"Honor your father and your mother, as the Lord your God has commanded you, so that you may live long and that it may go well with you in the land the Lord your God is giving you." Deuteronomy 5:16
As I walked into the shop at the antique center today, I saw a stranger sitting in my Dad's chair.
It was a fine, deep blue leather, wing-back recliner.
Wing-back to suit Mom's decor, recliner to suit my Dad's need for comfort in his castle.
That chair had been Dad's spot in the family room for as long as I could remember.
In every family room of every home we'd inhabited.
It was the last in a long line of recliners in our homes. Each of them giving their all in service to one of the hardest working men I knew. Giving comfort after long days, working sometimes three jobs to keep our family afloat.
And now it was being usurped by a stranger who knew nothing of my sweet memories.
Knew nothing of the raw emotion his presence there stirred in me.
The night my Dad died, I remember curling up in that chair, comforted by the smooth, cool leather, the faint smell of my Dad's shampoo and the sense that he was holding me still.
My Dad's hugs were always the best.
For a few brief moments, his arms wrapped around me, I was his little girl again, no matter how much I had grown up.
And today the little girl in me wanted to scream at that stranger to get up from my Dad's chair. Wanted to shout at him that he didn't belong there.
That he hadn't earned the right to sit in that place.
But the practical adult in me won out.
The practical adult with a furnished home of her own with no place for a chair whose memories were worth far more than the value of the chair itself.
And so went the minutes of my day.
Watching as strange hands unpacked carefully wrapped glassware and framed artwork and family heirlooms passed down from my Great-Grandmother.
Observing as strange eyes evaluated the worth of precious pieces not judging them by the rich memories each held, but by how much money could be earned by offering it up to someone willing to pay the right price.
It has been what seems a lifetime since I saw my Dad's cufflinks.
And my Mother's beautiful Japanese treasures sent to her from my then soldier Father.

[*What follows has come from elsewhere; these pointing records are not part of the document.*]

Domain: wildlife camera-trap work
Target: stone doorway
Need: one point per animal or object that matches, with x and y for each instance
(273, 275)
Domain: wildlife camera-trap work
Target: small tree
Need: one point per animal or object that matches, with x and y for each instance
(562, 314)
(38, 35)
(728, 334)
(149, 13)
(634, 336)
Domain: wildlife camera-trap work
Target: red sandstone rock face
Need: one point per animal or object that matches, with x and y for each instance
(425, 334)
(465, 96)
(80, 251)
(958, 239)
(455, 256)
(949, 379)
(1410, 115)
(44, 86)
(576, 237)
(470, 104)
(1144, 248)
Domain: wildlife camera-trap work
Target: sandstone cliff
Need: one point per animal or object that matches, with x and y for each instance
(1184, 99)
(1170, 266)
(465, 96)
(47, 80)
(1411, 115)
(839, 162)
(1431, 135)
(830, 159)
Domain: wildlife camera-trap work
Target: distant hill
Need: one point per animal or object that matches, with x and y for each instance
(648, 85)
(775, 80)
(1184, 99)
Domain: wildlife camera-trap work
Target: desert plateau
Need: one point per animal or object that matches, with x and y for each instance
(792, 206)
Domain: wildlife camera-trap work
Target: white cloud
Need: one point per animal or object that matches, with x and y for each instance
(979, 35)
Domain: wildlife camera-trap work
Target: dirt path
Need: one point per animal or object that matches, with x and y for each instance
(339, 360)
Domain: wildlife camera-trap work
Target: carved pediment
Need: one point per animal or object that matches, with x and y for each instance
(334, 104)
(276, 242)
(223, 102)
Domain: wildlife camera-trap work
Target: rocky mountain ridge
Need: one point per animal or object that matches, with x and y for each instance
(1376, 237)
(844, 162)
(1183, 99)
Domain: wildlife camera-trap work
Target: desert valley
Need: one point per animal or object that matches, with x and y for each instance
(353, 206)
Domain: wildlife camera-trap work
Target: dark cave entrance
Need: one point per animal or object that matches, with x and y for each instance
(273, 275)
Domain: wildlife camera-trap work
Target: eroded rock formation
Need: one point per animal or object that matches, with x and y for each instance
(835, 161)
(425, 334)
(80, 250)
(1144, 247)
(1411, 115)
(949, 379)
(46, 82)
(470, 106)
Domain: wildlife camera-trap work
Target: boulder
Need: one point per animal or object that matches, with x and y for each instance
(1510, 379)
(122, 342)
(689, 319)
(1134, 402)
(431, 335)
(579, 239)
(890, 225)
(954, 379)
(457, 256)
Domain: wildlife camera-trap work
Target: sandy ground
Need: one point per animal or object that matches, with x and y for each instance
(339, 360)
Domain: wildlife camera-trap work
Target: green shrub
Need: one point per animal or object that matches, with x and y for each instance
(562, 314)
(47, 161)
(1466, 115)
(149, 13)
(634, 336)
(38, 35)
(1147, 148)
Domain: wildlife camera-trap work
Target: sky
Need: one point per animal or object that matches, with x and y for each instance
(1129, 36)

I've never seen them being examined by a strangers hands.
It's just "stuff", a few of my friends said to me today.
Yes, yes it is.
The memories are what count, a few more said.
Yes, that is true.
And on a day like today, I'm glad I have the memories to strengthen my resolve.
To remind my heart that it is still beating.
That I will survive this chapter in the story.
Because today I felt violated.
Robbed of the intimacy of the connection I feel to my parents through the evidence of their life together. The proof of their existence displayed in every photograph that was uncovered.
I am an orphan now.
There is no one living anymore that completely shares my history.
No one but me who can recount the story of my Mom's white oval platter. The platter that held every batch of homemade fudge she lovingly cooked for me and my Dad.
No one is left that remembers how we would giggle together and share the pan scrapings and the fudge covered wooden spoon as my Dad sat in his recliner wondering what was taking us so long in the kitchen.
Yes, it's all just "stuff".
But its the stuff that was part of the life that made the memories that blessedly will never leave me.
Even if I am the only one left who remembers them.